Например, если бы мошенник зарегистрировал домен xn-pple-43d.com, это бы соответствовало apple.com, однако в начале слова была бы использована кириллическая а.

Поэтому некоторые производители браузеров представили фильтры, отражающие URL в системе Punycode (вместо Unicode), если URL содержит символы из других языков (напр., знаки из кириллицы и латиницы), предотвращая вход на сайт фишинг-мошенников. Таким образом, URL Punycode будет отражаться как Unicode, если в нём присутствуют символы только одного языка (например, только китайские или только японские символы).

Вариация мошеннической атаки

Чжэн рассказал, как мошенники могут использовать этот приём. Существует сразу несколько языков, где используется латинский алфавит, а соответственно, и символы Unicode. И Чжэн зарегистрировал домен на одном из этих языков. Так как был использован набор символов только одной группы языков в Unicode, фильтр не распознал присутствие символов из нескольких языков. Так, зарегистрированный Чжэном домен xn-80ak6aa92e.com отразился как аррӏе.com (но с символами из кириллицы). На такое название страницы повёлся бы почти каждый. Единственным способом заметить ошибку является проверка лицензии страницы, где можно увидеть домен в изначальном виде в системе Punycode.
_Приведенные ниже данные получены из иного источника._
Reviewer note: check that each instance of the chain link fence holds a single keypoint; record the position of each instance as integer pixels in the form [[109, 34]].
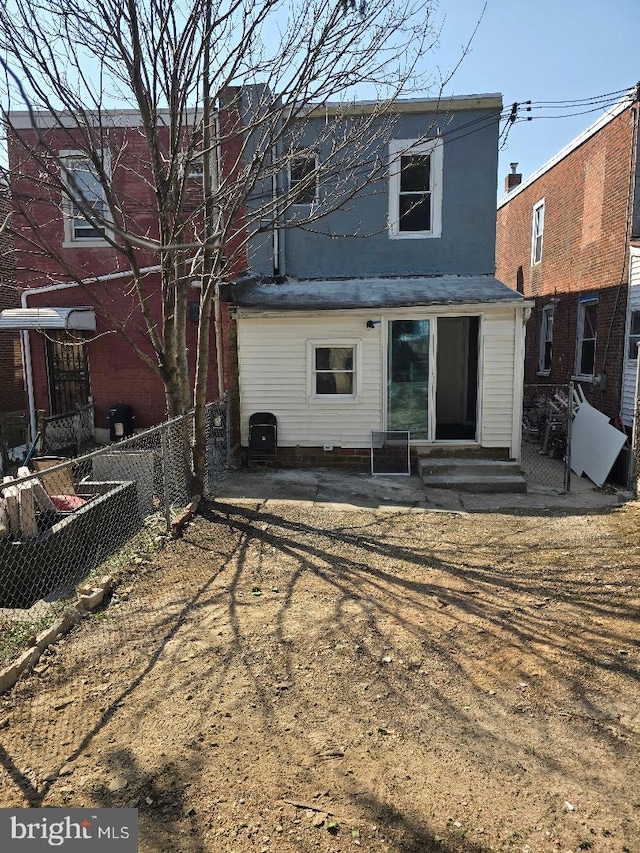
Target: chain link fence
[[546, 437], [64, 521]]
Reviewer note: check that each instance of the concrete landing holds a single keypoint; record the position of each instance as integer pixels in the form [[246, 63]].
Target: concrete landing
[[478, 476]]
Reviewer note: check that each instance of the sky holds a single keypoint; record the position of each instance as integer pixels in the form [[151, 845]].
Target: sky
[[543, 51]]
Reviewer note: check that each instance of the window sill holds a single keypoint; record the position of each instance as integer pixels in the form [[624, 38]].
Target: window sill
[[86, 244], [332, 399]]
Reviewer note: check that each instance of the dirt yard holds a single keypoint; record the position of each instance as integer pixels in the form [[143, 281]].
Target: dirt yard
[[299, 677]]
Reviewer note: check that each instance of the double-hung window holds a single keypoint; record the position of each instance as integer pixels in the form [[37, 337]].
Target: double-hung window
[[587, 336], [333, 370], [546, 339], [303, 179], [86, 205], [415, 188], [537, 230]]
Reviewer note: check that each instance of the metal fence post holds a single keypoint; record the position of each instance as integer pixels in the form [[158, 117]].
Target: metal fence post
[[227, 421], [165, 479]]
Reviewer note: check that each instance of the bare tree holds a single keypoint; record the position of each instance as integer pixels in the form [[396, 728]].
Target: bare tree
[[226, 89]]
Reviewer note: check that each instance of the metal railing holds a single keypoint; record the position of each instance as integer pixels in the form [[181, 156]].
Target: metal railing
[[66, 519], [68, 430], [546, 436]]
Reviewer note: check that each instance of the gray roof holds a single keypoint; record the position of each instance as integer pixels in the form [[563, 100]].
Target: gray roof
[[369, 293]]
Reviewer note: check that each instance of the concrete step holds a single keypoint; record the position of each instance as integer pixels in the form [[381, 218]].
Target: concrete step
[[472, 475]]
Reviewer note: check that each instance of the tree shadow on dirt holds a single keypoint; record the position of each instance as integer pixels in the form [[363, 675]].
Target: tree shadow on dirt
[[375, 582]]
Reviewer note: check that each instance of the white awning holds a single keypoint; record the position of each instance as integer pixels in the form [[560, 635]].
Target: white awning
[[21, 319]]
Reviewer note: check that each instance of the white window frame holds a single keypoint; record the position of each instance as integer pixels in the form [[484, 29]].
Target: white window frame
[[546, 337], [537, 232], [71, 238], [399, 148], [580, 339], [294, 183], [314, 344]]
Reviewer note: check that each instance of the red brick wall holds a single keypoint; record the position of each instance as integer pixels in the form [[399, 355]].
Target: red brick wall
[[12, 394], [116, 371], [585, 240]]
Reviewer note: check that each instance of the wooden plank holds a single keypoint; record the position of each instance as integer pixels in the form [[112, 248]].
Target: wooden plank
[[27, 509]]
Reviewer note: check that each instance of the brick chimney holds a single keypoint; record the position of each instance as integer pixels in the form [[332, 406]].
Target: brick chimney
[[513, 178]]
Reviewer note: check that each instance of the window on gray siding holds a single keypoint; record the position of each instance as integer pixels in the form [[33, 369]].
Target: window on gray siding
[[303, 179], [415, 193]]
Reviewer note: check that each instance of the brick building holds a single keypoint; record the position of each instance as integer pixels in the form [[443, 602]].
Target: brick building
[[64, 261], [12, 394], [564, 240]]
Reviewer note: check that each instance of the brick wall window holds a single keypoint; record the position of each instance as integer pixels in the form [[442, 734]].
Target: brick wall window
[[85, 207], [537, 230], [303, 178], [546, 340], [415, 188], [634, 335], [587, 334]]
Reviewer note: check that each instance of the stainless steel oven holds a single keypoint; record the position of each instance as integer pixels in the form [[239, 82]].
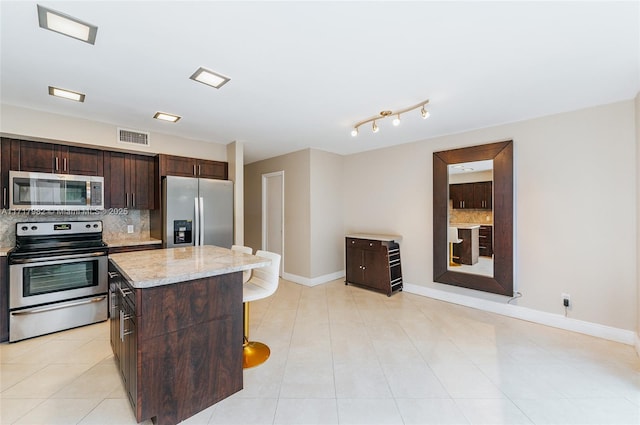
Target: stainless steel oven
[[57, 278]]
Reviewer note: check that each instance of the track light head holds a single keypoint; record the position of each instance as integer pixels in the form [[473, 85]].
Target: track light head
[[387, 113]]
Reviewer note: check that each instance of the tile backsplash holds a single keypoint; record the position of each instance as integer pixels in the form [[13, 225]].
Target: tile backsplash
[[114, 223], [470, 216]]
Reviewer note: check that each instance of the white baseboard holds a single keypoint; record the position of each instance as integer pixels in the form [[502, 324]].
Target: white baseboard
[[531, 315], [313, 281]]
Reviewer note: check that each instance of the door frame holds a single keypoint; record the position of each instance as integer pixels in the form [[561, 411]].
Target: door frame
[[265, 198]]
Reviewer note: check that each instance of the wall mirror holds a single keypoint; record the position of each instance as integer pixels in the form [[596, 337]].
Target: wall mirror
[[470, 209]]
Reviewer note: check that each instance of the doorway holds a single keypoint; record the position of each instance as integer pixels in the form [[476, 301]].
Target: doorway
[[273, 214]]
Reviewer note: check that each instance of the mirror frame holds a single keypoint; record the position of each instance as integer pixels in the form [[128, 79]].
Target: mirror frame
[[502, 155]]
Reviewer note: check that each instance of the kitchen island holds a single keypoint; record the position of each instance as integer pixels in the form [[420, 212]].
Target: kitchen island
[[176, 327]]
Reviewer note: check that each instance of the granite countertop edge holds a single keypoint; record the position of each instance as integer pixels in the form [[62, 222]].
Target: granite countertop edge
[[138, 280], [131, 242]]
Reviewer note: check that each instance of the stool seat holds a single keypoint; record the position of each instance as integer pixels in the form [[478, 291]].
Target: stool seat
[[263, 283]]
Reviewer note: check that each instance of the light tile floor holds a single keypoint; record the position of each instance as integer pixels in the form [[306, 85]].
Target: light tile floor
[[345, 355]]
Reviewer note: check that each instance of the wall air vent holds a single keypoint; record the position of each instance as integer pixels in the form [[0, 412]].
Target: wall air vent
[[133, 137]]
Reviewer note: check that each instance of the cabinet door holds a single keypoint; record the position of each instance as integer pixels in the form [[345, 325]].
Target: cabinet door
[[482, 195], [375, 269], [177, 166], [141, 182], [354, 265], [116, 187], [212, 169], [82, 161]]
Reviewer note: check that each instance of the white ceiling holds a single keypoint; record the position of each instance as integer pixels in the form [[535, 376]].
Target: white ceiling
[[302, 73]]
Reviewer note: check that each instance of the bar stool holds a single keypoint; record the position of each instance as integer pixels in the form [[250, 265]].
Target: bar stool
[[263, 283], [246, 275]]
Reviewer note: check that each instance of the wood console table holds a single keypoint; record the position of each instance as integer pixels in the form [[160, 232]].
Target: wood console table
[[373, 261], [176, 327]]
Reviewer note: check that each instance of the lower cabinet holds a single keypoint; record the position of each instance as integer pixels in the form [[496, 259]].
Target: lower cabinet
[[178, 346], [123, 331], [373, 262], [466, 252], [486, 241]]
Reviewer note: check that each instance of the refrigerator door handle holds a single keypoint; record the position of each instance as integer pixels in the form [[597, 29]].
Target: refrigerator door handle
[[201, 221], [196, 238]]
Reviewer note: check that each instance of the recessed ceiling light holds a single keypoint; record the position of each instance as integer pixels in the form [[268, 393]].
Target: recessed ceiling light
[[210, 78], [64, 24], [66, 94], [166, 117]]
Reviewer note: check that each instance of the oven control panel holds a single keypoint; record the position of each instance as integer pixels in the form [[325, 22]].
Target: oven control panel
[[58, 228]]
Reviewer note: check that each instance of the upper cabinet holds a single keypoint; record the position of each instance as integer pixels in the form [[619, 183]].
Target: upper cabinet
[[476, 195], [129, 181], [171, 165], [53, 158]]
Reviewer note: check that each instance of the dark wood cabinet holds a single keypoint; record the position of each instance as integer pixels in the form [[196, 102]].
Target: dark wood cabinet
[[4, 299], [171, 165], [123, 331], [482, 196], [5, 156], [130, 181], [178, 346], [52, 158], [467, 251], [485, 241], [373, 263], [476, 195]]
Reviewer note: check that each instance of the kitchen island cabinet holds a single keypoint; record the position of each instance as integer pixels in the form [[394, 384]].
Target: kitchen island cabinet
[[177, 335]]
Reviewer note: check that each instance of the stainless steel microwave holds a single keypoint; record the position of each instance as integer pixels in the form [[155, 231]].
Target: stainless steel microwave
[[57, 192]]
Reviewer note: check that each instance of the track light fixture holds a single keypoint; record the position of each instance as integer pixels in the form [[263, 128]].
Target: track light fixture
[[396, 121]]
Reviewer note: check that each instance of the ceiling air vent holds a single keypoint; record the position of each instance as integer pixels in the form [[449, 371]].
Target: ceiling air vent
[[133, 137]]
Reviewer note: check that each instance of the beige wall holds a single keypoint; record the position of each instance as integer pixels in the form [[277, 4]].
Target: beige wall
[[37, 125], [327, 218], [638, 219], [575, 209], [297, 225]]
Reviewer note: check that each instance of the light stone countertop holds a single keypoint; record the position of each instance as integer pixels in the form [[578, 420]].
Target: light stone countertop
[[384, 238], [464, 225], [131, 242], [148, 269]]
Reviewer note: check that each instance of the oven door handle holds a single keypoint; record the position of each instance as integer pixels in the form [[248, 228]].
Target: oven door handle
[[56, 307], [55, 258]]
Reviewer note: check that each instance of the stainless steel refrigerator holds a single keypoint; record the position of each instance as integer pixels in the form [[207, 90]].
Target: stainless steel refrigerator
[[197, 212]]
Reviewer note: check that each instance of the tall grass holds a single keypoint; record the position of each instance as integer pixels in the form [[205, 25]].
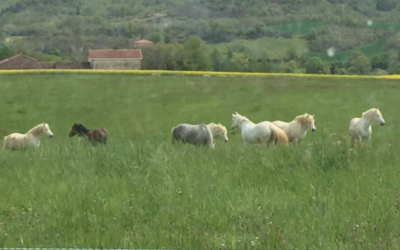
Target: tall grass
[[139, 191]]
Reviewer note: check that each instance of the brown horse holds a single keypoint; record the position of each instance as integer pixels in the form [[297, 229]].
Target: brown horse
[[98, 135]]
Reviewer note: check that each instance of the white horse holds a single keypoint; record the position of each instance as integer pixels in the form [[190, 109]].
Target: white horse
[[296, 130], [265, 132], [197, 135], [218, 131], [360, 128], [17, 141]]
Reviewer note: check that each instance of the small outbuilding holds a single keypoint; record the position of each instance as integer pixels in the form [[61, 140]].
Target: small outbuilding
[[115, 59], [142, 43]]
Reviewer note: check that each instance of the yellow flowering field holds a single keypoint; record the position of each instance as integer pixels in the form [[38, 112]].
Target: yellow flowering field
[[186, 73]]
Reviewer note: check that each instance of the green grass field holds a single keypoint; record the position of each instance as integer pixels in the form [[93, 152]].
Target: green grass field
[[139, 191], [298, 28], [368, 50], [273, 48]]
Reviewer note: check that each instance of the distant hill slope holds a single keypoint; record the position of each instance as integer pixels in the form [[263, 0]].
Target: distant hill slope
[[73, 26]]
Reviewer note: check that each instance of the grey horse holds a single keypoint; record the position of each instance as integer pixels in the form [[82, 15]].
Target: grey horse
[[197, 135]]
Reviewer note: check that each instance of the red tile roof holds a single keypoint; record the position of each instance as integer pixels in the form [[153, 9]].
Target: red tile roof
[[143, 41], [13, 57], [116, 53]]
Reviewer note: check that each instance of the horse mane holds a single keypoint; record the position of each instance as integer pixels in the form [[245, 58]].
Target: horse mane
[[37, 129], [369, 112], [304, 119], [81, 129], [241, 116], [219, 125]]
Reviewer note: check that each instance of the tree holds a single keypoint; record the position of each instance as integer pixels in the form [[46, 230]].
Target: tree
[[359, 64], [315, 65], [196, 56], [156, 37], [5, 52], [217, 59]]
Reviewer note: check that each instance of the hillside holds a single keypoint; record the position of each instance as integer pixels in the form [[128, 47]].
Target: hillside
[[64, 29]]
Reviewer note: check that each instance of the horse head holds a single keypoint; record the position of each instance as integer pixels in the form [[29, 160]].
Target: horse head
[[47, 131], [73, 130]]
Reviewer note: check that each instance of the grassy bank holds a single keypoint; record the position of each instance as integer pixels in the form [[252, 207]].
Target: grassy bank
[[140, 192]]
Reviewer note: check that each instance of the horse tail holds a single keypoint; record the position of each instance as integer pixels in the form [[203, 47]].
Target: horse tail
[[104, 134], [278, 135], [173, 139], [209, 136]]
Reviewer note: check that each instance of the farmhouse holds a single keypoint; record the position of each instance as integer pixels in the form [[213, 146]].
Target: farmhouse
[[21, 61], [115, 59], [142, 43]]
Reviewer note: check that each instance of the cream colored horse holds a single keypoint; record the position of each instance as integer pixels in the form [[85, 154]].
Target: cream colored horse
[[196, 134], [218, 131], [296, 130], [360, 128], [265, 132], [17, 141]]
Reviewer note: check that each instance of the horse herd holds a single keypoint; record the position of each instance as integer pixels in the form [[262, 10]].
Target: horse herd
[[266, 133]]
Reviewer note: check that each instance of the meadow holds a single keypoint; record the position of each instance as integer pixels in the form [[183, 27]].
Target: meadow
[[139, 191]]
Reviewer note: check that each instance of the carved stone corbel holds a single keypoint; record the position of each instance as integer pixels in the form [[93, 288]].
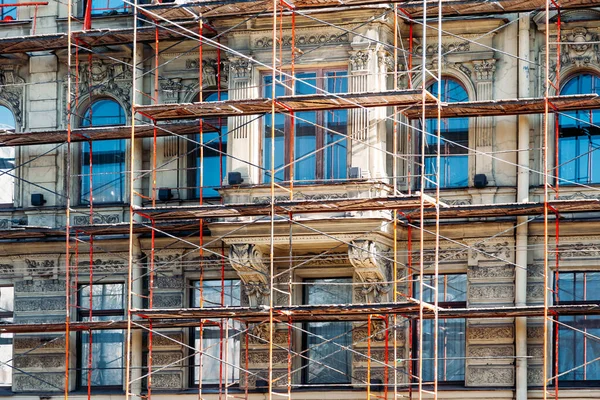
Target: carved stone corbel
[[246, 259], [372, 266]]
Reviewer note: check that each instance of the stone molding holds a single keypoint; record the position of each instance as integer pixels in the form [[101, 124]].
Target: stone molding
[[11, 91], [246, 259], [371, 262]]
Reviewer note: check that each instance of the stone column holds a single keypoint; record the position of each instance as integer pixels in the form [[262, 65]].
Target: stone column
[[244, 132], [372, 264], [484, 126], [490, 277], [367, 67]]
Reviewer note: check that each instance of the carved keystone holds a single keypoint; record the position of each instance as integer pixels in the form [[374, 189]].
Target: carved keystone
[[372, 265], [246, 259]]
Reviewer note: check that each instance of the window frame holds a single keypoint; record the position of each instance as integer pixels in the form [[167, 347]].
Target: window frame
[[84, 313], [577, 155], [444, 176], [9, 315], [193, 159], [83, 154], [320, 131], [444, 304], [304, 350], [556, 297], [192, 338], [15, 170]]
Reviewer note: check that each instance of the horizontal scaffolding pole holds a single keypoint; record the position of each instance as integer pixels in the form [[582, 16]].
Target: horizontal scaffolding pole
[[87, 38], [408, 204], [284, 104], [103, 133], [216, 9]]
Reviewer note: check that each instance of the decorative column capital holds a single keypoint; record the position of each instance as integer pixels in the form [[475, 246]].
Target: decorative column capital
[[359, 60], [484, 69], [246, 259], [240, 68], [371, 262]]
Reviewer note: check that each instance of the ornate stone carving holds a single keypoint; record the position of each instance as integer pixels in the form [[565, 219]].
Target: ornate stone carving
[[371, 262], [97, 219], [490, 376], [302, 40], [40, 268], [210, 70], [11, 90], [170, 90], [106, 78], [484, 69], [246, 259], [359, 60], [578, 49], [104, 265], [240, 68]]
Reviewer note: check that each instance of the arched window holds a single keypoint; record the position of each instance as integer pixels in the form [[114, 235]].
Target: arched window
[[319, 139], [7, 159], [215, 151], [454, 161], [107, 156], [579, 136]]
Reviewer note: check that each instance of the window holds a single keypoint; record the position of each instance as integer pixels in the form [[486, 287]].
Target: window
[[454, 161], [7, 159], [579, 139], [320, 143], [7, 297], [328, 361], [8, 13], [215, 154], [108, 156], [108, 7], [216, 346], [576, 348], [107, 353], [452, 291]]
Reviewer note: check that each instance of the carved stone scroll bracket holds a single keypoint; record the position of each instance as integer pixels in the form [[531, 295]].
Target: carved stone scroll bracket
[[246, 259], [371, 262]]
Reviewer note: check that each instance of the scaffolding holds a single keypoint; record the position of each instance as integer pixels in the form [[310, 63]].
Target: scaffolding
[[281, 213]]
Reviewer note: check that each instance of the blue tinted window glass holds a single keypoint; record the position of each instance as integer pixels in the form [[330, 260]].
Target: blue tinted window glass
[[454, 133], [108, 156], [215, 155], [579, 139]]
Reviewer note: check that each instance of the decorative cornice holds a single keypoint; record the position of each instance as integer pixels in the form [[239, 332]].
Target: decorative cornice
[[371, 262], [246, 259]]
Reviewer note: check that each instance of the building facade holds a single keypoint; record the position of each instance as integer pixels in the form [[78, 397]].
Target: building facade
[[332, 257]]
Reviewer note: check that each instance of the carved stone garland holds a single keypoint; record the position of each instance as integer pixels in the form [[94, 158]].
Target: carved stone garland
[[246, 259], [371, 262]]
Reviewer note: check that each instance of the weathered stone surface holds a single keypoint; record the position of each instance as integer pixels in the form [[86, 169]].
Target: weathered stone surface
[[167, 339], [171, 300], [39, 303], [41, 286], [537, 352], [169, 282], [262, 357], [162, 359], [489, 333], [491, 351], [504, 293], [492, 271], [38, 342], [46, 361], [490, 376], [535, 376], [48, 382], [172, 380], [535, 332]]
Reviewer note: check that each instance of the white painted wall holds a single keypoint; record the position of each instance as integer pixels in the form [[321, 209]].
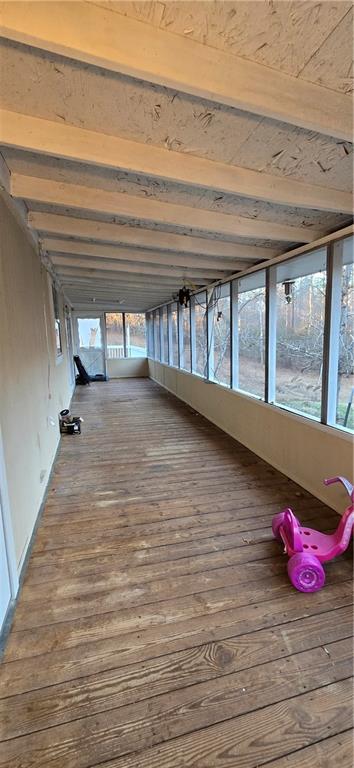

Какие браузеры оказались уязвимыми?

Среди всех протестированных браузеров три открыли сайт с символами Unicode в названии как apple.com. Этими тремя стали Chrome, Firefox и Opera (включая вариант Opera Neon).

Другие браузеры, например, Edge, Internet Explorer, Safari, Vivaldi и Brave, не открыли страницу с символами Unicode, а отразили URL в Punycode. Причины этого неизвестны, но мы подозреваем, что существует определённый фильтр, который проверяет, соответствует ли Punycode URL набору символов в настройках ОС по умолчанию.

Чжэн сообщил, что связался с Google и Mozilla 20 января. Google уже исправила проблему в тестовой версии браузера Chrome 59, скоро будет исправлена ошибка и в бета-версии Chrome 58.

Mozilla в настоящее время ещё разбирает проблему, но между тем, у пользователей есть опция, запрещающая поддержку Punycode и, таким образом, предотвращающая атаку. Вот способ её активации:

1. Введите в адресную панель about:config и перейдите по этому адресу.
2. Введите network.IDN_show_punycode и задайте этой опции значение true, дважды кликнув по ней.